Vieux Bill Horseshoe (3)
 
Le vieux alla frapper à la porte : « Vieux Bill ! Y a du monde pour toi ! ». Puis il entra tout naturellement, on entendit un peu de remue-ménage, un grommellement, et un pas lourd qui s’approchait. Le même vieux ressortit sur le seuil en s’étirant et en baillant :

– Mouaaahhh … Vous m’avez réveillé, les gars.
– C’est vous, Vieux Bill Horseshoe ? a demandé Conrad.
– Eh oui, Vieux Taxi.
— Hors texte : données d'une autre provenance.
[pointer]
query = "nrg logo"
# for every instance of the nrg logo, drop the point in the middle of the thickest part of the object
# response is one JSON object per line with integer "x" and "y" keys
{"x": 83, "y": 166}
Alors, quel est ton problème ?

Conrad passa la main dans ses cheveux et pointa dans son dos, sans se retourner. On voyait bien que ça lui faisait du mal de voir son taxi tout abîmé. Vieux Bill se haussa sur la pointe des pieds et ses yeux s’étrécirent comme s’il voyait le taxi pour la première fois. Il marmonna pour lui-même :

– Hmmm… Pare-brise … Dodge 1964
– … 63, dit Conrad, en fixant ses pieds.
– Hmmm… Faut voir. Pas facile.

On restait tous sur un pied, baignés par un rayon de lune, comme des fantômes mal rasés.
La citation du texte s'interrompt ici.